Pria itu bahkan menjeda kalimatnya untuk sekedar melihat reaksi sang istri.
"Uli ... kamu tahu tidak? Aku adalah pemegang sabuk hitam. Aku juga menyukai olahraga tinju."
"Beberapa kali juga pernah menang di MMA tapi, entah mengapa aku tidak mampu melawan para warga kampung kemarin. Mungkin ini adalah garis takdir yang Tuhan tuliskan untukku."
Arya dengan bentuk badannya yang bagus memiliki tenaga yang tidak perlu diragukan lagi. Melihat badannya saja orang-orang pasti tahu bawa pria itu rajin berolahraga.
"Bang ... Uli minta maaf atas nama keluarga besar karena telah membuat abang berada dalam posisi ini," ucap Uli tulus dari hatinya yang paling dalam.
"Bang Luhut tidak sengaja. Kemiripan antara aku dan Monang yang membuatnya melakukan itu."
"Bang Luhut tahu bahwa Monang sudah menodai mu. Pria itu mencoba kabur padahal ia harus bertanggung jawab."

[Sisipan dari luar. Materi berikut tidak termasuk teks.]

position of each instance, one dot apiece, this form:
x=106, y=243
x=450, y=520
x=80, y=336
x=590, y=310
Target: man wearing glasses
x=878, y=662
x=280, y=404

"Jadi wajar saja kalau Bang Luhut mengejarnya sampai lubang buaya sekalipun. Jika aku memiliki adik perempuan aku pasti akan melakukan hal yang sama seperti Bang Luhut."
"Keluargamu juga tidak bersalah. Jikapun Mamak tahu dan dia memilih diam mungkin, karena Mamak memiliki alasan tertentu."
Entahlah ... Arya seolah sudah mengikhlaskan segala yang terjadi padanya meski dalam lubuk hatinya ia sama sekali belum bisa menerima Uli sebagai seorang istri.
"Jadi apa abang bersedia memulainya denganku?" tanya Uli lagi.
Mungkin dia terkesan egois tapi, mau bagaimana lagi ... nasi sudah menjadi bubur.
Menjadi janda hanya akan membuatnya menanggung malu.
"Bagaimana jika kita berteman?" tanya Arya mencoba mengajukan sebuah penawaran.
Mungkin dari berteman mereka akan bisa mengenal satu sama lain pikir Arya.
"Maksudnya? Bukankah kita ini suami istri?" tanya Uli bingung.
Pikiran wanita itu hanya dipenuhi dengan kelangsungan hubungan pernikahannya.
Berteman akan membuat mereka berjarak pikir Uli.
"Kita coba mulai dari pertemanan. Kita belajar saling mengenal satu sama lain saja dulu.
Jika Tuhan berkata bahwa kita adalah jodoh maka tidak akan ada satu manusia pun yang mampu memisahkan kita apalagi kita sudah menikah," jelas Arya
"Emm ... baiklah aku setuju kita berteman tapi, jangan minta pisah kamar seperti novel-novel CEO terpaksa menikah yang ku baca diaplikasi online, ya."
Ada benarnya juga perkataan Arya pikir Uli.
"Haha kamu ada-ada saja. Apa yang akan kita katakan pada Abang dan Bapakmu jika pisah kamar?"
Mereka adalah suami istri yang sah jika tidur pisah ranjang didalam kamar mungkin tapi, untuk pisah kamar sudah dipastikan hal itu tidak akan terjadi.
Bisa-bisa Arya kehilangan kepalanya.
"Bang," panggil Uli tanpa menghiraukan perkataan Arya.
"Apa?" jawab Arya.
"Bagaimana kalau kita bikin tantangan 60 Days I Love You?"